”Asal Usul Madrasah Al-Marfu’iyah Secara Khusus Dan Umum”


A.
Pengertian Madrasah
Kata madrasah berasal dari bahasa Arab
yang merupakan isim makan dari darasa-yadrisu. Secara harfiah, kata ini berarti atau setara maknanya dengan kata
Indonesia, “sekolah”. Madrasah
mengandung arti tempat, wahana anak mengenyam proses pembelajaran. Maksudnya,
di madrasah itulah anak menjalani proses belajar secara terarah, terpimpin, dan
terkendali.
Dengan demikian, secara teknis madarasah menggambarkan proses
pembelajaran secara formal yang tidak berbeda dengan sekolah. Hanya dalam
lingkup kultural, madrasah memiliki konotasi spesifik. Di lembaga ini anak
memperoleh hal-ihwal atau seluk beluk agama dan keagamaan. Sehingga dalam
pemakaiannya kata madrasah lebih dikenal sebagai sekolah agama.

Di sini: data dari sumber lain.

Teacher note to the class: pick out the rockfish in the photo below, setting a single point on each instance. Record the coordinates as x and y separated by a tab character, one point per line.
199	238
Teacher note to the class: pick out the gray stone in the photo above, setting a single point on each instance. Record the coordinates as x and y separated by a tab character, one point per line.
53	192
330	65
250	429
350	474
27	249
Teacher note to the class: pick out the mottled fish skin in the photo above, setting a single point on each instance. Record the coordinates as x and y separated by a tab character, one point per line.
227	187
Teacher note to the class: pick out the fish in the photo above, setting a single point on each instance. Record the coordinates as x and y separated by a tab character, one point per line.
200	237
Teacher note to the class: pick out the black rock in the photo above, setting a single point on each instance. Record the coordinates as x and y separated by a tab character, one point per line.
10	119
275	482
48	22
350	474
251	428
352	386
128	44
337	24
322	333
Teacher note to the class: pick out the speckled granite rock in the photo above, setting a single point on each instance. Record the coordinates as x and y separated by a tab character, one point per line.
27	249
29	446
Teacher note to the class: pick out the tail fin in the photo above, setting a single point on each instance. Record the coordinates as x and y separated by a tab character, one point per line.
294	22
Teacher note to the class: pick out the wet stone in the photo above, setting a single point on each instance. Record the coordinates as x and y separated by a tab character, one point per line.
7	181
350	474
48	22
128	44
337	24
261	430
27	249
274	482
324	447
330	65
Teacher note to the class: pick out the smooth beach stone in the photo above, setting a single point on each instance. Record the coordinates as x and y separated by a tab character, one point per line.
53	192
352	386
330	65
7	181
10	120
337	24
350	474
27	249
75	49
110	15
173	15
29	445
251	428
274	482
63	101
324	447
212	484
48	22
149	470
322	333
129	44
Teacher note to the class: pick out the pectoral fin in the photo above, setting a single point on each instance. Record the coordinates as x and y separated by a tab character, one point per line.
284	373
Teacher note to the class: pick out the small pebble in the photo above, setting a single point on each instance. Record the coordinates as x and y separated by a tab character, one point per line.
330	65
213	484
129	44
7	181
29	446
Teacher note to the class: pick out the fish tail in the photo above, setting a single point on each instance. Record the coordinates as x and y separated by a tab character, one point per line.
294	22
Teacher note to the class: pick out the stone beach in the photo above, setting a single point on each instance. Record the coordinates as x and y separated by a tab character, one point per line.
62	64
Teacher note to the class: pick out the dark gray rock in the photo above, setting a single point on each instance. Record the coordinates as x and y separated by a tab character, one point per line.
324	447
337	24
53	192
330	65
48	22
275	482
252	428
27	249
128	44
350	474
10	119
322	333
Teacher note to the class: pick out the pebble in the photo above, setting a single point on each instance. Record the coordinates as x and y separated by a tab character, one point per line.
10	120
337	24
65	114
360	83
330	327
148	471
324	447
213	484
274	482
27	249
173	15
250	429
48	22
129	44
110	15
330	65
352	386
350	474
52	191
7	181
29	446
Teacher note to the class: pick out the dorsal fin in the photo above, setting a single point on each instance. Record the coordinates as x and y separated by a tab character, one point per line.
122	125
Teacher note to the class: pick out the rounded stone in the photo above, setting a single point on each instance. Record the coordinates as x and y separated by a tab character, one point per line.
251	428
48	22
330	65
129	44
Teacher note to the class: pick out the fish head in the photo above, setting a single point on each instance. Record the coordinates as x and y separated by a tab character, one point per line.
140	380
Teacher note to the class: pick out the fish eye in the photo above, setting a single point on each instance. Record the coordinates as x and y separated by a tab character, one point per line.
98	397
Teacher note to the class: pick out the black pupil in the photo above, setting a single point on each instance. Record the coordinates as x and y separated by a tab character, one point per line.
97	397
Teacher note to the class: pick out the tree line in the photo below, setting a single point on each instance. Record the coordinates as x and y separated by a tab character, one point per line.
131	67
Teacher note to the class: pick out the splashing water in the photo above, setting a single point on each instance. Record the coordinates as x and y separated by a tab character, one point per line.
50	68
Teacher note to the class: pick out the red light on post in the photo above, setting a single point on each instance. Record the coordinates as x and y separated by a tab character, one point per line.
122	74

Kata madrasah, yang secara harfiah identik
dengan sekolah agama, setelah mengaarungi perjalanan peradaban bangsa diakui
telah mengalami perubahan-perubahan walaupun tidak melepaskan diri dari makna
asal sesuai dengan ikatan budaya Islam.
B.
Asal Mula Madrasah Al-Marfu’iyah
Madrasah Al-Marfu’iyah lahir pada Tahun 1996
tepat pada kelahiran anak ketiga dari seorang ayah yang bernama K.R.Dudu
Abdurrohman,Sekaligus yang menjadi pimpinan Majlis Al-Marfu’iyah, ditahun 1996
muridnya sanggat sedikit dan kerap mendapatkan cobaan dari pihak masyarakat
yang tidak setuju adanya suatu pembelajaran yang bertemakan “keislaman” cacian
dan hinaan selalu didapatkan oleh K.R. Dudu Abdurrohman, namun dengan hati yang
Tulus beliu selalu memaafkan dan membingbing masyarakat agar bersikaf baik,
berfikir mantap dan berucap jujur.
dengan
tekad yang kuat dan hati yang bersih K.R. Dudu Abdurrohman mendapatkan
sanjuangan dari berbagai pihak karna dia dapat melalui pase-pase dimana
seseorang tidak mampu melewatinya, karna sempat beberapa kyiai hijrah kekampung
pongporang desa. Srirahuyu Kec. Cikancung Kab. Bandung tidak kuat menghadapi
masyarakat yang ada di pongporang dengan berbagi alasan.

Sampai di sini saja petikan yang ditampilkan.